Some Surprises Await at Castle Pines Golf Club
Castle Pines Golf Club is just south of Denver, Colorado and maintains the tradition of being a course that naturally follows the contours of its terrain. The rolling hills and forestry landscape are meant to challenge golfers, but give them a picturesque view throughout.
Players can select to play a distance starting at 5,488 yards and maxing out at 7,701 yards. And after a long day on the green go inside to grab a bite to eat. The club offers some delicious homemade potato chips and chocolate milkshakes.
Beware of Alligators at Whispering Pines Golf Club
Make sure you’re not afraid of alligators before playing at Whispering Pines Golf Club in Trinity, Texas. Its final six-hole stretch runs along the reptile-infested Caney Creek. Since this course is in the middle of the woods it’s almost always incredibly quiet with only the sounds of nature.
The marshy land and sandy soil creates an interesting woody terrain for players. Whispering Pines’ design wouldn’t be complete without the wide fairways and deep bunkers. If someone isn’t from the area the club offers private cabins near the course for guests.
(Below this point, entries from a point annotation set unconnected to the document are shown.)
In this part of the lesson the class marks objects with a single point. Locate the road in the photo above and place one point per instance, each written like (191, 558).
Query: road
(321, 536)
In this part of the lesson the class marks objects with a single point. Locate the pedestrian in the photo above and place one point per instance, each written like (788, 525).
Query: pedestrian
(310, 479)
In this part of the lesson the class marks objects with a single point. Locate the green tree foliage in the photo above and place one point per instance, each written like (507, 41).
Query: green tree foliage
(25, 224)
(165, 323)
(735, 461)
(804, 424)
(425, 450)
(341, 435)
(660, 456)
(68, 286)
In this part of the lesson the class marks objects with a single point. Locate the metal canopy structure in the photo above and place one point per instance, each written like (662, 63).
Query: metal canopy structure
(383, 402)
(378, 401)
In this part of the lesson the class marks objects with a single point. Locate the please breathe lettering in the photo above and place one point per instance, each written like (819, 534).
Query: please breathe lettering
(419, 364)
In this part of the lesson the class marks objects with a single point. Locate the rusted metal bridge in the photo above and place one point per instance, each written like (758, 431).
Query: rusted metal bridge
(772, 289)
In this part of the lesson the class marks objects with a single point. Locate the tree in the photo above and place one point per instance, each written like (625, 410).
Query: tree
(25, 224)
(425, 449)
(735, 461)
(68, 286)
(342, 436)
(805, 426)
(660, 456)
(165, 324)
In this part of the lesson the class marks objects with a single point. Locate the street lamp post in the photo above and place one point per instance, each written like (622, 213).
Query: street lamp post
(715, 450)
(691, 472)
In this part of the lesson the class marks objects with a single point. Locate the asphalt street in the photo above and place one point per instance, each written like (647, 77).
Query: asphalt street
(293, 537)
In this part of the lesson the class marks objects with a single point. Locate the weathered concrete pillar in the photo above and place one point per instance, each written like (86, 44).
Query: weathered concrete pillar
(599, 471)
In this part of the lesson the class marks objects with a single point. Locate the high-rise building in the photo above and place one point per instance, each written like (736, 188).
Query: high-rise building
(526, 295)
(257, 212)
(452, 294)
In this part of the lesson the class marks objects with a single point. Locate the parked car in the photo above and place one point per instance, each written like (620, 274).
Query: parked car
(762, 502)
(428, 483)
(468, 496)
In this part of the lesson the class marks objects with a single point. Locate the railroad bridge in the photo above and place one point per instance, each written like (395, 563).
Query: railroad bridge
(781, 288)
Old Sandwich Golf Club is a Masterpiece
It may seem like a strange name for a golf course, but Old Sandwich Golf Club in Plymouth, Massachusetts has one of the craftiest designs out there. Bill Coore and Ben Crenshaw created a masterpiece full of classic concepts, including contours on the green, angular fairways, uniquely-shaped bunkers, and precise tee boxes.
Some holes that stand out are the 4th, 5th, and 7th where players are able to use the gorgeous terrain to actually help them make their shots.. One example is the par 5 on the 6th hole where golfers hit a blind tee shot on a raised plateau.
Maidstone Club: An Exclusive Golf Experience
Maidstone Club gets its name for East Hampton, New York’s original name of Maidstone. After almost 130 years the course is still one of the best in the world and is extremely difficult to get into. Even celebrities like Groucho Marx, George Plimpton, and Diana Ross were all denied membership.
Dunes are scattered around the course to protect it from the destruction caused by the Atlantic Ocean. No two holes are set in the same direction, so players can expect something different along the entire course. The combination of its rich history, the beach environment, firm greens, and classic link holes keep golfers coming back for more.
Myopia Hunt Club is a Course Like No Other
South Hamilton, Massachusetts is the setting for Myopia Hunt Club’s quirky course layout. When golf was just starting to become popular in late-1800’s America, most were nine-hole courses that later expanded to 18-holes toward the turn of the century. There isn’t a course quite like this one anywhere on earth.
There are random and haphazard bunkers that appear in odd places. These bunkers have weird shapes that almost look like bathtubs across bathmat-like greens. Be on the lookout for the 12th hole, which is considered one of the toughest in golf history.
The Valley Club of Montecito Is an Exquisite Experience
Alister MacKenzie was the mastermind behind the design of The Valley Club of Montecito in Montecito, California back in 1929. This exclusive course of only 300 members is actually known for being quite laid back. Golfers have come to appreciate this simple and subtle course featuring impressive bunkering, routing, and greens.
The Valley Club of Montecito was built in an area where players can experience a ton of wildlife and have clear views of the majestic mountains at any angle. It’s definitely a challenging course with differing elevations and lots of bunkers, but it’s kept in great condition. There are also cottages available to rent for out of town golfers.